その場に居なかったお母さんの不安な気持ち
もわかるって言うか……。それに、満くんの
ことが本当に可愛くないなら、満くんがどう
なろうと心配なんてしないと思う。きっと、
お婆さんを責めてしまうことも、なかったと
思うの」
満がはっとしたように息を呑む。
どちらにも会ったことがなく、先入観のな
い満留だからわかる、家族の不協和音。
盲腸になった時、満はまだ子どもで、子ど
もだからこそ表面的なことしか見えないとい
う一面もある。

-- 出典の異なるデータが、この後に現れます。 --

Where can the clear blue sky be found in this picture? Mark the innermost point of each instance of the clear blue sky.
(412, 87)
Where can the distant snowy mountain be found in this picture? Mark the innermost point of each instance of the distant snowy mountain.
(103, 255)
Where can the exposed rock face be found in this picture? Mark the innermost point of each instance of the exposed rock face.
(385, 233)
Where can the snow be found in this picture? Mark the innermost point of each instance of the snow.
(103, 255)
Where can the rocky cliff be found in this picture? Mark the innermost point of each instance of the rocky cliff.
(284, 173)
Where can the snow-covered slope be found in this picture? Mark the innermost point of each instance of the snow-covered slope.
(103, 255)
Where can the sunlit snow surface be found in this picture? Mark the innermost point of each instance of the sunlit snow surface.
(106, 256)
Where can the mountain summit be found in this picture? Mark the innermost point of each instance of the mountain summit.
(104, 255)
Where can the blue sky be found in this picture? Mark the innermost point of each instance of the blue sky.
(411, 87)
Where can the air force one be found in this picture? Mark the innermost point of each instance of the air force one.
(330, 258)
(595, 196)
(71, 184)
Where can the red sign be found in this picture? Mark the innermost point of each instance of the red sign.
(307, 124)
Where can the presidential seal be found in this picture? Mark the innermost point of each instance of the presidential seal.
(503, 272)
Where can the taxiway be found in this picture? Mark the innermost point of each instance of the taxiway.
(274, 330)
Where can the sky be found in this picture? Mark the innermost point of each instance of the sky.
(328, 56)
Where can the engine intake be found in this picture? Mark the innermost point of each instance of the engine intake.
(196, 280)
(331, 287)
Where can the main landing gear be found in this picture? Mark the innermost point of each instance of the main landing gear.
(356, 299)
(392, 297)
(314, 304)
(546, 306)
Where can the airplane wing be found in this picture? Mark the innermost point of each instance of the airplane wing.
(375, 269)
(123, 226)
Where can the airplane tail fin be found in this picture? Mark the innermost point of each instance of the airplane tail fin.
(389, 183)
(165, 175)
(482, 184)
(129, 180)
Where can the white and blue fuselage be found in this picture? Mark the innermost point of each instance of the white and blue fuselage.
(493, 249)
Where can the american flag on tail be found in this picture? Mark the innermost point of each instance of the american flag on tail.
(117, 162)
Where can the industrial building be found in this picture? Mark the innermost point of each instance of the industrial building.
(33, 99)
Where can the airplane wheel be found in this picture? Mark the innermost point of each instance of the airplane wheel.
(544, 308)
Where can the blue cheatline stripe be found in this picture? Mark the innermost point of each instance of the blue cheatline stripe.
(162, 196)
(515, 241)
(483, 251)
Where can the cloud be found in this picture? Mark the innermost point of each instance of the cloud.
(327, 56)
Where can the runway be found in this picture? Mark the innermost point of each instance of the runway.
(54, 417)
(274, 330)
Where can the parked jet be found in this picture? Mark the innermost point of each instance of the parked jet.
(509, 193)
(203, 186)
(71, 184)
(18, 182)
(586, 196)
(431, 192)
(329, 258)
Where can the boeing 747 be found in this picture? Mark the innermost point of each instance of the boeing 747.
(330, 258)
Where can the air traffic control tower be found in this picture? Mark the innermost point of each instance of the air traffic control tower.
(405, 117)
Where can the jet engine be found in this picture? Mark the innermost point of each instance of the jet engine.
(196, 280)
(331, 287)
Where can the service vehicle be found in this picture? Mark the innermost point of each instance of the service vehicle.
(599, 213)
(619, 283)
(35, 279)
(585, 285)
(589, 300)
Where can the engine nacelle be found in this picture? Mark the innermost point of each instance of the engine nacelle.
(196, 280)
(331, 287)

それは仕方のないことで、満
が普段から世話をしてくれる祖母を妄信する
のもまた、仕方のないことだった。
だから、これから言うことはさらに満の心
を揺さぶり、傷つけてしまうことになるかも
知れない。それでもこのまま、『愛されてい
ない』という孤独を抱えたまま、満に生きて
欲しくはなかった。
満留はごくりと唾を呑むと、何かを考え込
んでいるらしい満に言った。
「……もしかしたらね、満くん」
満がゆっくりと満留に目を向ける。
二人の間の空気が、ピンと張りつめる。
満留は一度小さく息を吸うと、喉から言葉
を押し出した。
「お母さんは、傷ついているかも知れない。
だって、どんなに仕事が大事で、忙しくて、
満くんを育てる時間がなかったとしても、
母親であることを否定されたら……きっとす
ごく辛いよ。どんなに可愛くても、大切でも、
満くんにとってお婆さんは『お婆ちゃん』で、
お母さんはたった一人しかいないんだから。
もしかしたら、そういうのがお母さんの心を
閉ざすきっかけになってるんじゃないかな?
私の、憶測でしかないんだけど……」
満は否定しなかった。
否定できずに、つい、と目を逸らし、口を
引き結ぶ。おそらく、満の中にも何か引っか
かっていることがあるのだろう。
ずっと探していた答えを手繰り寄せるよう
な、そんな顔をして拳を握っていた。満留は
満の横顔を見つめながら、少し言い過ぎてし
まっただろうか?と、焦り始めた。